La lluvia comenzó a caer con más intensidad. Los goterones resbalaban por la cara de Isaiah hasta perderse por el cuello. Su ropa era incapaz de absorber más agua. Pero no sentía nada, incluso dejó de oír la lluvia cuando en sus oídos se clavaron como flechas los ladridos de Sultán. No hacía ni cinco minutos había pasado a su lado y lo único que Isaiah recibió del perro fue un tímido movimiento de orejas. No se molestó ni tan siquiera en seguirle con la mirada. Pero ahora, ladraba como hacía tiempo no escuchaba. Joe, como de costumbre, no se iba a molestar en hacerle callar. Estaría tan borracho que los ladridos de Sultán llegarían a sus oídos con la fuerza sonora de una pompa de jabón al explotar.
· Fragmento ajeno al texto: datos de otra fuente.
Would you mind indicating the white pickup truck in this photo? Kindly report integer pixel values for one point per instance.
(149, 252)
Isaiah agarró con fuerza la tubería y se apoyó de espaldas contra la pared de la casa. Apretó los dientes y asomó el flequillo al porche de la entrada. No vio nada ni a nadie. Lo que sí pudo ver es que la puerta estaba abierta.

Sultán dejó de ladrar. Animado por ello, Isaah caminó tras la valla del porche mirando entre los barrotes de madera hacia el interior de su casa. Isaiah no daba crédito. Las llaves estaban puestas en la cerradura de la puerta. Pensando en cómo demonios habían llegado hasta la cerradura, se olvidó de la posibilidad de que alguien pudiera estar dentro de su casa. Cuando quiso darse cuenta, había entrado. Se volvió sobresaltado y vio la puerta cerrada. Extendió las manos ante sus ojos y vio que con la derecha sostenía las malditas llaves. ¿Y la tubería?, se preguntó. No había ni rastro de la tubería.

Isaiah estaba mareado. Sintió un vértigo que nubló su vista haciendo que su cuerpo se tambaleara de un lado a otro hasta casi perder el equilibrio. Se apoyó sobre una pequeña mesilla que tenía junto a la entrada tirando al suelo una lámpara con la base de cerámica, que se hizo añicos a sus pies. Dejó caer las llaves sobre los pedazos. El aire que respiraba se volvió espeso. Todo a su alrededor comenzó a derretirse hasta no ver absolutamente nada. La oscuridad era absoluta. Lo que oyó a sus espaldas…

—Muy pronto iré a por él… —dijo una voz ronca y profunda que nunca antes había oído.

Isaiah despertó dando manotazos al aire. Había sido tan real que le costaba creer que había despertado. Miró a un lado y otro buscando algo que realmente le confirmara que todo había sido una pesadilla. A su derecha, vio colgado del cabecero un atrapasueños que cogió y pegó a su pecho.